ERA5 climate data set uses data from radiosondes, which are battery-powered telemetry instruments carried into the atmosphere by weather balloons to measure various atmospheric parameters, including temperature, wind, and humidity profiles. The information collected by radiosondes is transmitted back to the ground via radio signals and is assimilated by ERA5 along with other observations, such as satellite and surface-based measurements, using numerical weather models, in order to provide a comprehensive picture of the Earth’s climate system²³. It is the only reanalysis source, as it integrates climate models with past observations to provide (i) consistent values over time and (ii) more accurate estimates in the grids not covered by measurement stations.
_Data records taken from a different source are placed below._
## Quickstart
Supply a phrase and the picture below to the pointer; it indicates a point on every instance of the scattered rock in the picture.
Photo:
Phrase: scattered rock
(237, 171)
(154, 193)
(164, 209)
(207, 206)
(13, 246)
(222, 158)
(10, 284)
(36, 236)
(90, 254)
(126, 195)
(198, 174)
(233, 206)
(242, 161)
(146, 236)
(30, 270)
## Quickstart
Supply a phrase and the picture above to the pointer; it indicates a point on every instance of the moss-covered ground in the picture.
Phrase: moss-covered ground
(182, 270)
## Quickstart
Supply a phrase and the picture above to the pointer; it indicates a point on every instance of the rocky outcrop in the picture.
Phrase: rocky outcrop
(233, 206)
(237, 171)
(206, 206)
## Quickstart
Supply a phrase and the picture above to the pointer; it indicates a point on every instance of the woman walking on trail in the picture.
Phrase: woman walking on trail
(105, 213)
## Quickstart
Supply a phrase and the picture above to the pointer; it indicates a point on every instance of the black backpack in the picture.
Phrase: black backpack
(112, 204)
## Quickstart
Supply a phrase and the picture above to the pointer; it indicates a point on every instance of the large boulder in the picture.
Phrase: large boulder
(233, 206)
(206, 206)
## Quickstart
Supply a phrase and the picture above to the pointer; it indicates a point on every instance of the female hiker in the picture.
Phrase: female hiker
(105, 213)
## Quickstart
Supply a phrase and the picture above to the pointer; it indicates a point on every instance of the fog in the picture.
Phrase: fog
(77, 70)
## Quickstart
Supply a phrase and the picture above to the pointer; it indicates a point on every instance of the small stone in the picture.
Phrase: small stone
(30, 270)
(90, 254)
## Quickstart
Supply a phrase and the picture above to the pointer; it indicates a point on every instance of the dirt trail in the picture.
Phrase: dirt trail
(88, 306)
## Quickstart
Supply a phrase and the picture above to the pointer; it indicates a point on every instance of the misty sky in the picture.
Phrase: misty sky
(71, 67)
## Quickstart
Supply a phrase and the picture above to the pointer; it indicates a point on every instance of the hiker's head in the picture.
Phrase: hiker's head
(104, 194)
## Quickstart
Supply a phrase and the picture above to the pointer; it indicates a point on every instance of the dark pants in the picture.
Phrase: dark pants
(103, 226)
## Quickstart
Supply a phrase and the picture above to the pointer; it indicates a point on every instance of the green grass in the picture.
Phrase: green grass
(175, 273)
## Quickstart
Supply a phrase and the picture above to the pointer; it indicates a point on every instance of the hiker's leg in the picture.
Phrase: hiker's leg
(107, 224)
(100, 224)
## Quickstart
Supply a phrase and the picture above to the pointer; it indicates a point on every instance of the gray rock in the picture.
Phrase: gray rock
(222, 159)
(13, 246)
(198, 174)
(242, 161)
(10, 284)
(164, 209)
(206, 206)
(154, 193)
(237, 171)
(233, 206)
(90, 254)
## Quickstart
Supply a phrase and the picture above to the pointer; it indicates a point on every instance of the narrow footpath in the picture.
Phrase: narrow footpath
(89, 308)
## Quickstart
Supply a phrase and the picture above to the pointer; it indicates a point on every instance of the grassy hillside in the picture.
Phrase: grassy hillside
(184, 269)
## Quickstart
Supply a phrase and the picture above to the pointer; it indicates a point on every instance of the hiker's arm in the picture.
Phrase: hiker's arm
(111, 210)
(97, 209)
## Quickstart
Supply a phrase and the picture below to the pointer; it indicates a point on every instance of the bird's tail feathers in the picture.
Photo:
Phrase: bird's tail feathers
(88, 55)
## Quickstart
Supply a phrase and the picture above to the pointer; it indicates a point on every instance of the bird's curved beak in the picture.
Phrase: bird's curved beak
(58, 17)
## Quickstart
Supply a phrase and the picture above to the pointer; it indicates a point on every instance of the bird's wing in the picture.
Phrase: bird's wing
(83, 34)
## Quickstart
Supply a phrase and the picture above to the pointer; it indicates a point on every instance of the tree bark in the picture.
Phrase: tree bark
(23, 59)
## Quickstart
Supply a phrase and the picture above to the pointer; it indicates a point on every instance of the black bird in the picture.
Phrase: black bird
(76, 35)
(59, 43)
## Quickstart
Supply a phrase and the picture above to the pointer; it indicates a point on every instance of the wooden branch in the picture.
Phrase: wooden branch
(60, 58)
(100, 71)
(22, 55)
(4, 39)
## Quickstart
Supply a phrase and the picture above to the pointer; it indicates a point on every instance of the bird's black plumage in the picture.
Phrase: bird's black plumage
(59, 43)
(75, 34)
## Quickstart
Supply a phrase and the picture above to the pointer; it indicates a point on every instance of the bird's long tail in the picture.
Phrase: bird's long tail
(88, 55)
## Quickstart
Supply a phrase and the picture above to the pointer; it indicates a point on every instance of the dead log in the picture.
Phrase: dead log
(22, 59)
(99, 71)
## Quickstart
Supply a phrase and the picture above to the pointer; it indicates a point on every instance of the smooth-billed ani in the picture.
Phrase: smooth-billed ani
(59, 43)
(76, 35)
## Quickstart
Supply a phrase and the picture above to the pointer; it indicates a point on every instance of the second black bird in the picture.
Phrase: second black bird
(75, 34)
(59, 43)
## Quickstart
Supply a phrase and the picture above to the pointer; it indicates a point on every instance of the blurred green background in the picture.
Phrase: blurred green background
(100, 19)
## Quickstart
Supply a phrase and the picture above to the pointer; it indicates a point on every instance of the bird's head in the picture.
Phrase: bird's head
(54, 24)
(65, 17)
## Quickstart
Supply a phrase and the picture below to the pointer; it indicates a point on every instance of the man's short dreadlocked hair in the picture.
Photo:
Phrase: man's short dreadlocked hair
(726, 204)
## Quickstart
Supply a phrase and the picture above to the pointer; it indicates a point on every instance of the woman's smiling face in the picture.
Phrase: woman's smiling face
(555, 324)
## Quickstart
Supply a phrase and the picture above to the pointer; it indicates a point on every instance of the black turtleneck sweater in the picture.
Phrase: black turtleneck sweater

Finally, UDEL provides gridded estimates mainly based on station records compiled from several publicly available sources (e.g., Global Historical Climatology Network dataset²⁶, Global Historical Climatology Network Monthly dataset²⁷, the Daily Global Historical Climatology Network archive²⁸). Interpolation is performed with Shepard spatial-interpolation algorithm²⁹, modified for use over Earth’s near-spherical surface.

Socio-economic data

We use gridded socio-economic data to gauge information on the spatial distribution of economic and human-based activities. In particular, three distinct indicators are used as weights for the spatial aggregation of climate data into administrative units. The first proxy is population density, available from Columbia University’s Gridded Population of the World v4 (GPWv4)³⁰, measured at 0.25° and 0.5° spatial resolutions. The climate econometrics literature has largely employed population density as an indicator of economic activity proxying local exposure to weather conditions^4,11,12. Note that population density is measured with respect to the land area of each grid. Thus, in our aggregation strategy, we employ the product between the population density and the area of the associated grid to account for population size properly.
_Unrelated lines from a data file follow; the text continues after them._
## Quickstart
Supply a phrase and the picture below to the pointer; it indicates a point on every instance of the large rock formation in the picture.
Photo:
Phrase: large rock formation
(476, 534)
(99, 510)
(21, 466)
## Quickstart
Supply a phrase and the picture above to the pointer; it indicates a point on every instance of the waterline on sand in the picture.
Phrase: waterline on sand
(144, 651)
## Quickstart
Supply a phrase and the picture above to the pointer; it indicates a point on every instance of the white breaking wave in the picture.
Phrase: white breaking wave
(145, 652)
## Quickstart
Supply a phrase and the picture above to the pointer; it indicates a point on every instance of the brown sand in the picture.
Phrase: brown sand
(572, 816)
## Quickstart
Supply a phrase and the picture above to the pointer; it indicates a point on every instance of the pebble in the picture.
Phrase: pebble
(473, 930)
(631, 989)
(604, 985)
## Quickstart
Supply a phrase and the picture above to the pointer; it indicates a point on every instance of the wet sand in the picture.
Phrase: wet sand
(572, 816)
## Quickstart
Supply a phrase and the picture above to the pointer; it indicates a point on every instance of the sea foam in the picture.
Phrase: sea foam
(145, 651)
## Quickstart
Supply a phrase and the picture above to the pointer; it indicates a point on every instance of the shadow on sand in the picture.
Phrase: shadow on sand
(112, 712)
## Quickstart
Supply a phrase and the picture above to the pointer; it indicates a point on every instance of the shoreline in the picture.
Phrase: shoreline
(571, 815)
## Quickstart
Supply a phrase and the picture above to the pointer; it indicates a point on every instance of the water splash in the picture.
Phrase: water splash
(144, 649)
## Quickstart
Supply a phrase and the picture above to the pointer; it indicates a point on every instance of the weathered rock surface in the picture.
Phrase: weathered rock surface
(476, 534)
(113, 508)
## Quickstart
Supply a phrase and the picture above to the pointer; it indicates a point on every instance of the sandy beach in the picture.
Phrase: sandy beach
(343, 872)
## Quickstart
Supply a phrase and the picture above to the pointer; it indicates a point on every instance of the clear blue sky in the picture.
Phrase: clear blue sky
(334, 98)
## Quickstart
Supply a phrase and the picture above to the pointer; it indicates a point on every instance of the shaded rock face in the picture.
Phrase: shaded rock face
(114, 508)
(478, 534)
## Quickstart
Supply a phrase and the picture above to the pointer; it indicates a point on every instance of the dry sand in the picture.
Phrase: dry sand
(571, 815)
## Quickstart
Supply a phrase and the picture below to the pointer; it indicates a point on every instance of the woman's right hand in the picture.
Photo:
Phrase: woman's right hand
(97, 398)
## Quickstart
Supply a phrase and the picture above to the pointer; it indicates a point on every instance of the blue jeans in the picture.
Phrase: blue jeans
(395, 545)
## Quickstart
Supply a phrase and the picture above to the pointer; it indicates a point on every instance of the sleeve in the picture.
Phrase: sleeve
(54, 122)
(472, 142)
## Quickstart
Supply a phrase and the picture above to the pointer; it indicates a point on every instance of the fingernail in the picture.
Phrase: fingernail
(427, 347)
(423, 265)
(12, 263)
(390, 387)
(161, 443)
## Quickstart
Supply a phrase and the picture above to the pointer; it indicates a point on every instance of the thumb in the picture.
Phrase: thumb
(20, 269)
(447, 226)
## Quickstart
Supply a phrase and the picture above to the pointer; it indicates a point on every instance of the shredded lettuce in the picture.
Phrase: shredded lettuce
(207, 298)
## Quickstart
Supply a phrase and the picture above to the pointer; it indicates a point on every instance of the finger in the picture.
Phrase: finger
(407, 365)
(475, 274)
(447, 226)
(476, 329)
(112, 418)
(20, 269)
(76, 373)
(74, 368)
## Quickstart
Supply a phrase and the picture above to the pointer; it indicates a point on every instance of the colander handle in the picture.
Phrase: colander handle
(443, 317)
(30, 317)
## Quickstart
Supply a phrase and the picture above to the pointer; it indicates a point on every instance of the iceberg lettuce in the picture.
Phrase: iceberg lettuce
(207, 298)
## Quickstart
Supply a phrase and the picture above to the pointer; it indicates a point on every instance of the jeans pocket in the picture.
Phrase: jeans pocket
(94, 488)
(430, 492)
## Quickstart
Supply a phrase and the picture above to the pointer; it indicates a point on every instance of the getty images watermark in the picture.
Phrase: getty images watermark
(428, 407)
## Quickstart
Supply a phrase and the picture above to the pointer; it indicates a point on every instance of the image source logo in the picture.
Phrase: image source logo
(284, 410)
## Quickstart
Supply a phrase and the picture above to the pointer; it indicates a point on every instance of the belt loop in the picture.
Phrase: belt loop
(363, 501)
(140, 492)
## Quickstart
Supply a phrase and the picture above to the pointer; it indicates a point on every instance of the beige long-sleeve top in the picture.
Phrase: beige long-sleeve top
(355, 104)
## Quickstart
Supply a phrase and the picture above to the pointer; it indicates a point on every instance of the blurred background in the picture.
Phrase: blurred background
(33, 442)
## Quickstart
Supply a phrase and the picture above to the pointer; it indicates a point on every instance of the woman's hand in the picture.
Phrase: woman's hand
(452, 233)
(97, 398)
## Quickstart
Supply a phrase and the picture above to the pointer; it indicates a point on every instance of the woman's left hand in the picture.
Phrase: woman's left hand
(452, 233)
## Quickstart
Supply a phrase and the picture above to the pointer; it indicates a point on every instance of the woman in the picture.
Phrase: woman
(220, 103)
A second, alternative indicator of economic activity that we include in our dataset is night-time light data³¹. Records in night-time light data are the digital number (DN) values, a standard measure of the brightness of a pixel in a digital image ranging from 0 to 63. These data are originally available at a 30 arc-second spatial resolution ($0.008{\bar{3}}^{\circ }$). To match this finer resolution with the coarser resolutions of our gridded climate data, we compute the mean of the values of the cells in the 0.25° and 0.5° grids. We aggregate by first taking the mean of 900 (30 × 30) and 3600 (60 × 60) most upper-left cells in our coordinate system to produce a single grid at a resolution of, respectively, 0.25° and 0.5°. We then iterate this procedure with the adjacent blocks of cells to obtain all the gridded values of the night-time light data for the coarser resolution. We note that the harmonized VIIRS-DMSP tif file (especially for the year 2015) presented noise from auroras and other temporary effects (e.g., boat lights and fires) – see Fig. 2, left panel, where we show the aggregation for the year 2015. Therefore, as suggested by Li et al.³¹, we set to 0 the values in the grids whose DN values are less than 30 before aggregating. Figure 2, right panel, shows the result of this correction for the year 2015.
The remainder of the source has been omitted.